Le Karakalpakstan, bastion des traditions équestres vivantes

Dans la République autonome du Karakalpakstan, à l’ouest de l’Ouzbékistan, les traditions équestres restent profondément ancrées dans le quotidien. L’école équestre locale, qui accueille environ 70 enfants, perpétue cet héritage à travers des disciplines variées : courses de chevaux, polo, ulak-kupkari (un jeu traditionnel où les cavaliers s’affrontent pour s’emparer d’un cadavre de chèvre), prise de piquets et lutte à cheval.

L’établissement abrite plusieurs races, dont des Akhal-Teke, des warmbloods européens et des Qora Bayir. Les élèves, garçons et filles, participent régulièrement à des tournois régionaux et nationaux. Renat Joldachev, directeur de l’école, rappelle l’importance de ces pratiques : « Nos ancêtres montaient à cheval, chassaient à cheval et jouaient à l’ulak-kupkari. Aujourd’hui, nos jeunes perpétuent ces traditions à travers les sports équestres, préservant ainsi notre culture et nos coutumes. »

Pour Zarafiddin Zaïtov, jeune cavalier, l’apprentissage commence par la construction d’un lien de confiance avec l’animal : « Il faut montrer de l’affection au cheval, le nourrir, le caresser et instaurer une relation de confiance. Ce n’est qu’ensuite qu’il faut le monter. » Une approche qui reflète l’état d’esprit dominant dans tout le pays, où le cheval est à la fois un partenaire, un athlète et un symbole culturel.

Et maintenant ?

L’Ouzbékistan mise sur l’expansion de ses infrastructures équestres et le renforcement des échanges internationaux pour consolider la place du cheval dans la société. La Fédération de polo prévoit d’organiser un championnat régional en 2027, tandis que l’école Qora Bayir ambitionne d’atteindre un cheptel de 500 têtes d’ici 2028. Reste à voir dans quelle mesure ces initiatives parviendront à attirer durablement les jeunes générations vers les sports équestres.
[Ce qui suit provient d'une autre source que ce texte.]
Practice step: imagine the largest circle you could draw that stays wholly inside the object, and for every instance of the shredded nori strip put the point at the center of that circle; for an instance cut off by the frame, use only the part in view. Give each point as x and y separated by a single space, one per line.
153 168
Qu’ils soient des athlètes, des compagnons ou des gardiens d’un patrimoine, les chevaux d’Ouzbékistan continuent de tisser un lien indéfectible entre le passé et l’avenir. Les paysages ont changé, mais la relation entre l’homme et l’animal, elle, reste aussi solide que les montagnes du Tian Shan.

Le Chovgan est le nom local donné au polo en Asie centrale. Ce sport, pratiqué depuis des siècles, était autrefois réservé aux souverains et aux guerriers avant de devenir une discipline moderne ouverte à tous en Ouzbékistan.

Parmi les races les plus connues, on trouve le Qora Bayir, réputé pour son adaptabilité, et l’Akhal-Teke, une race turkmène célèbre pour son élégance et son endurance, souvent croisée avec des warmbloods européens dans les écoles équestres du pays.